Beards, Blazers and Brazil: The Timelessness of Arthur Verocai

The slender hippie wearing jeans and an aloof gesture, was replaced by a crisp suit and the makings of a middle-aged gut. But as the third installment of the Timeless series proved, Arthur...
By    March 16, 2009


The slender hippie wearing jeans and an aloof gesture, was replaced by a crisp suit and the makings of a middle-aged gut. But as the third installment of the Timeless series proved, Arthur Verocai’s music continues to wield an indelible power that will ensure survival until we’re watching music holograms in our own private hyperbolic chambers (yes, my vision of the future essentially looks like a cross between 2001: A Space Odyssey and the Neverland Ranch.)

If you aren’t familiar with the Rio De Janeiro-raised Verocai, his epononymous 1972 masterpiece, and the hapless backstory that led to him being something akin to the Tropicalia Vashti Bunyan, I have a brief but hopefully useful synopsis at Pop and Hiss. If you’re too lazy to click over, think a synthesis of soul, classical, funk, folk, samba, rock and jazz, occupying a psychedelic middle ground between Marvin Gaye’s “What’s Going On,” Miles Davis’ “Bitches Brew” and Frank Zappa’s “Hot Rats.” I also had the auspicious fortune of interviewing Verocai–as always, leftovers below the jump.

Thanks to faulty intel, I missed a DJ set from Madlib with an appearance from MF Doom (he, of the just-leaked and awfully good, Born Like This).
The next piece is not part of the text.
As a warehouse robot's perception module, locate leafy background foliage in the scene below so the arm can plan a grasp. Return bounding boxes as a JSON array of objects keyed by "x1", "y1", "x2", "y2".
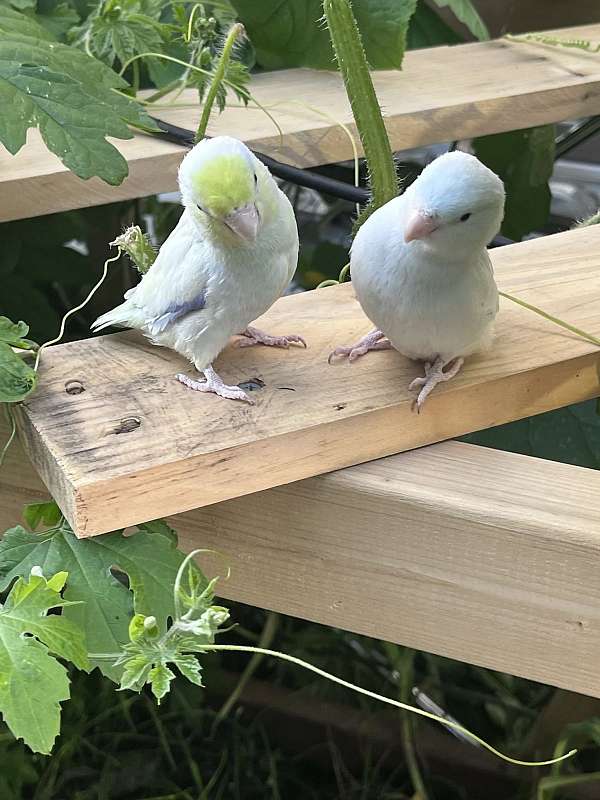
[
  {"x1": 0, "y1": 567, "x2": 89, "y2": 753},
  {"x1": 0, "y1": 0, "x2": 600, "y2": 800}
]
As for Verocai’s performance, what stood out most wasn’t the music, as bewitchingly beautiful as it was re-created live by a 36-piece orchestra including Brazilian royalty, Ivan “Mameo” Conti, Airto Moreira, Jose Bertrami, and Carlos Dafe. Instead, the moment occured slightly after the encore, with Verocai soaking up the spotlight, submitting to the roaring crowd with “we’re not worthy” bows, slightly uncomfortable, but absolutely awestruck by the reverence and admiration–the accretions of lean years and deferred dreams suddenly vanishing from the creases and sharp angles of his face. Though he spoke little English, his coruscating expressions intimated the fulfillment of visions first illumined nearly 40 years ago.

If you aren’t familiar with Verocai’s music, it’s absurdly recommended. Scoop the songs below, saunter over to Soul Sides for two more, and cop the rest from your favorite Russian MP3-monger. Bible material–as printed in Portugese.


MP3: Arthur Verocai-“Presente Grego”
MP3:  Arthur Verocai-“Karina [Domingo no Grajau]”

What do you think it is about your music that has drawn Madlib and the numerous other artists who have been influenced by it. How does it make you feel to know that you’ve been so influential in other’s own act of creation.

I never could have imagined that this would happen. I am feel happy, very fortunate and honored for people to recognize this music. 40 years late, but right on time.

What projects are you working on now/tell me about the new compositions you’re planning to unveil at the show Sunday.

I am working on arrangements for Farout Recordings (Azimuth, Sabrina Malheiros, Marcos Valle, Monster Disk), Quantic, and other Brasillian artists. Sunday I will present popular songs with my last album “ENCORE” , of 2002 album and new tracks that were especially written for this Concert in Los Angeles.

What do you think of the current state of the Brazilian music world. Do you listen to much contemporary stuff

There is not much creativity now.

Do you have any goals for the future? Anything you still hope to achieve?

I composed several acoustic guitar solos, duets, quartets and a concerto for guitar and orchestra with three movements. This is my new classical work that I will present this year here in Brazil.